Il Kente, tessuto tradizionale fiore all’occhiello del Ghana, è stato al centro negli ultimi mesi di un’operazione di valorizzazione e salvaguardia da parte del governo del Paese.
Dopo aver ottenuto l’importante riconoscimento dell’Indicazione Geografica per il tessuto tradizionale Kente, ogni pezzo certificato è già dotato di QR code. Chiunque acquisti il tessuto può scansionarlo e verificare origine, luogo di produzione e artigiani coinvolti, aumentando trasparenza e valore culturale, come riportano le fonti locali.

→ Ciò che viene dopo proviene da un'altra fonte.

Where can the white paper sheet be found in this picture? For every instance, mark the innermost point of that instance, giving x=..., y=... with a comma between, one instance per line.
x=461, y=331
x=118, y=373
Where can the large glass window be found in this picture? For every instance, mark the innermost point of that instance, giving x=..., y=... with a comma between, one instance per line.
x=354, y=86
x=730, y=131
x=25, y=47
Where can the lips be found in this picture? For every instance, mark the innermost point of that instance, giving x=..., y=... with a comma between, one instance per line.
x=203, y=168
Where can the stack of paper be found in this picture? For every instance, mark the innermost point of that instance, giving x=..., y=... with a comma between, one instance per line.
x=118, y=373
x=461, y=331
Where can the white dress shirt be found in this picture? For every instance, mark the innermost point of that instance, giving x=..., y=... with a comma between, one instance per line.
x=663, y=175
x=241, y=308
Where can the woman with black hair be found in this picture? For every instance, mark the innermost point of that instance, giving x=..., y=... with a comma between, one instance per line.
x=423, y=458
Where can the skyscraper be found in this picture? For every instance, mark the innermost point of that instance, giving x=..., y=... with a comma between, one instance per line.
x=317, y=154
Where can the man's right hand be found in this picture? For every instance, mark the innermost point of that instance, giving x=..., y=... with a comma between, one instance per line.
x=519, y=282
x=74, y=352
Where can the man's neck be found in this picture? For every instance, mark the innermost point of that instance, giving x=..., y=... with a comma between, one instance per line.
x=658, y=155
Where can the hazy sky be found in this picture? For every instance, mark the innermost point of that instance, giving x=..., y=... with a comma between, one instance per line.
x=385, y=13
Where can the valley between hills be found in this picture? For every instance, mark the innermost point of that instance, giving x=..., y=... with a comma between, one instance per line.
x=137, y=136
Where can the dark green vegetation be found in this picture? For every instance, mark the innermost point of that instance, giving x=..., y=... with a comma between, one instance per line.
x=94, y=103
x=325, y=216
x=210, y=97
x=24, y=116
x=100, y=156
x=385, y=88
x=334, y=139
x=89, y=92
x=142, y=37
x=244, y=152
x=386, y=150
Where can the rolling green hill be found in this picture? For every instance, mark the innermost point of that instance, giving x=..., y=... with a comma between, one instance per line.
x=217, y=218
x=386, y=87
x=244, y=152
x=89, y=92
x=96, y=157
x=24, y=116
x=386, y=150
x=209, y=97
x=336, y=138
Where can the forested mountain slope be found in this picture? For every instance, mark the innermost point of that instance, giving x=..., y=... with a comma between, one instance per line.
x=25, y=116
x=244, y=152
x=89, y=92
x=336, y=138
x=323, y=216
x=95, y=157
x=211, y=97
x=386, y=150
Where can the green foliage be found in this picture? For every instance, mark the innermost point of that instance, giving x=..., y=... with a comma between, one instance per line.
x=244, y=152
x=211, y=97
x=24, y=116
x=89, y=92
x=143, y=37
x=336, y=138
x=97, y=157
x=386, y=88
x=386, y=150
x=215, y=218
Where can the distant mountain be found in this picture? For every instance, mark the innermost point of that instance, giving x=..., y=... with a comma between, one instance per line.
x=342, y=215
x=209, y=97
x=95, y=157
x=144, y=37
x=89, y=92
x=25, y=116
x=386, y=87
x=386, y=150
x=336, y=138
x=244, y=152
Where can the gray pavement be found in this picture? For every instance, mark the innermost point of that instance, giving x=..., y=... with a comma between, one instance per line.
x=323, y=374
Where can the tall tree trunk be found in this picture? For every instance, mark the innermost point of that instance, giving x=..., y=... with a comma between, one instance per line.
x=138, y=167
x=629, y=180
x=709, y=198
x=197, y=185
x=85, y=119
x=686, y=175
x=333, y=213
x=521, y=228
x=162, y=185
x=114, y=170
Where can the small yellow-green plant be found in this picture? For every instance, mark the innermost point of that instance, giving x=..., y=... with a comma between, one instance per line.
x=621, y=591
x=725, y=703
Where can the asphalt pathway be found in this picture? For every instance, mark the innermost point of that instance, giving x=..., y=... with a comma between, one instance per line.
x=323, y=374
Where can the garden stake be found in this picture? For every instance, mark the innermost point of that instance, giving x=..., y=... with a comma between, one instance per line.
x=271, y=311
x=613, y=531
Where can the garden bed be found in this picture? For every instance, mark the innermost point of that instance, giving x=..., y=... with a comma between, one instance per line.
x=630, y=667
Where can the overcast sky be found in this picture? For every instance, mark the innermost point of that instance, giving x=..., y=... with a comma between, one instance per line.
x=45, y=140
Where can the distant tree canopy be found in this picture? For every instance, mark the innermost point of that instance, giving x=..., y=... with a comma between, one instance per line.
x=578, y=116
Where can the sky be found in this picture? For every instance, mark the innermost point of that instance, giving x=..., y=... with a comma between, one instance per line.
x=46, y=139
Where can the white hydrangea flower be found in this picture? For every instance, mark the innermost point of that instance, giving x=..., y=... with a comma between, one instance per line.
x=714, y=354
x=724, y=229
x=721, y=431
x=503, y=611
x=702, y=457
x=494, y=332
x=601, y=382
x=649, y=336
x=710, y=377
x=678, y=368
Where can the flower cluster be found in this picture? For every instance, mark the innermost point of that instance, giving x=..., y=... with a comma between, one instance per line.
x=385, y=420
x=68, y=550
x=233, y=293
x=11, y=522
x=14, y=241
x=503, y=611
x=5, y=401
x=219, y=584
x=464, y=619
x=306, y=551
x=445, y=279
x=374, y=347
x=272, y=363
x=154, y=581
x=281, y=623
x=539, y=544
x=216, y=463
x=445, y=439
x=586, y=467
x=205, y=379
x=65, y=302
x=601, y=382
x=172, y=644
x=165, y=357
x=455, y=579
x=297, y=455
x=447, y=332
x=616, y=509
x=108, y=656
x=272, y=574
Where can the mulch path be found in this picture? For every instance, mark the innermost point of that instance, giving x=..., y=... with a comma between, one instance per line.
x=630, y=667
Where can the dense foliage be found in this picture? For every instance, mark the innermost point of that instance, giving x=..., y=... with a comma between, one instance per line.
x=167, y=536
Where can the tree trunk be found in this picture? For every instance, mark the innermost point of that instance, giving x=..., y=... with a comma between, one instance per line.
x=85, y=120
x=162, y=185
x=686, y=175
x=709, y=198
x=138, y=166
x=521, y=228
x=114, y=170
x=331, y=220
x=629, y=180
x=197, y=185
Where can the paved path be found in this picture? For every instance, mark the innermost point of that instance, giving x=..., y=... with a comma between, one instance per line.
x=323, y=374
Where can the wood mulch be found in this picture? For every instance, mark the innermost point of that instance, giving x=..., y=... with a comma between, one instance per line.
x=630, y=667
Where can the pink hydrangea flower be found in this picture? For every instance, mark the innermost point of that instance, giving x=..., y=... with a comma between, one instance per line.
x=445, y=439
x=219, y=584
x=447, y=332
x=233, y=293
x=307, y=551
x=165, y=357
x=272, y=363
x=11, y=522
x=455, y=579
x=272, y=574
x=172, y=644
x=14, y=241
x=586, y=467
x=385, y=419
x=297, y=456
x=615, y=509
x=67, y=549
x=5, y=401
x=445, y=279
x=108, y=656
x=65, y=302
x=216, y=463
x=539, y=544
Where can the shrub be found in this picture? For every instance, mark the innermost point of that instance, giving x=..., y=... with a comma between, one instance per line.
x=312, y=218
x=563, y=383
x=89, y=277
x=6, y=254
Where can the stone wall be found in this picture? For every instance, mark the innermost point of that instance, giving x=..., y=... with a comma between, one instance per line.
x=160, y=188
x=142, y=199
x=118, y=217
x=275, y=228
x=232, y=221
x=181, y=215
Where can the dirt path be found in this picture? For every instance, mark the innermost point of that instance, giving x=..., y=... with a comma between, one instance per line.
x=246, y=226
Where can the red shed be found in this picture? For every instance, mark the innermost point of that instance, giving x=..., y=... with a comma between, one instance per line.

La direzione è la stessa intrapresa alla fine di settembre quando, durante una cerimonia presso il La-Palm Royal Beach Hotel di Accra, il Kente ha ottenuto ufficialmente l’Indicazione Geografica, proteggendo il Kente dall’appropriazione culturale non compensata, nel tentativo di contrastare il più possibile le imitazioni del tessuto, già riconosciuto culturalmente con l’inserimento nel Patrimonio Mondiale Unesco nel 2024.
“Ora, quando tesso una striscia di Adwinasa, non sto solo creando un tessuto – spiega alla stampa locale Kwabena Osei-Tutu, maestro tessitore di Bonwire – sto producendo un tesoro ghanese certificato. Questa legge afferma che le nostre mani e la nostra storia hanno un valore che una stampante non potrà mai replicare”.
Tessuto intrecciato a mano e ricco di significato simbolico, il Kente, realizzato con strisce di seta e cotone intrecciate a mano, è apprezzato in tutto il mondo per i suoi colori vivaci e il simbolismo dei suoi motivi, realizzati dalla maestria degli artigiani che esprimono la creatività e l’identità del popolo ghanese. Secondo la tradizione orale Asante, il Kente ha origine a Bonwire, nella regione Ashanti del Ghana. Oggi, il Kente è molto usato in Ghana per celebrare occasioni speciali, e i marchi creati dai maestri tessitori sono molto richiesti.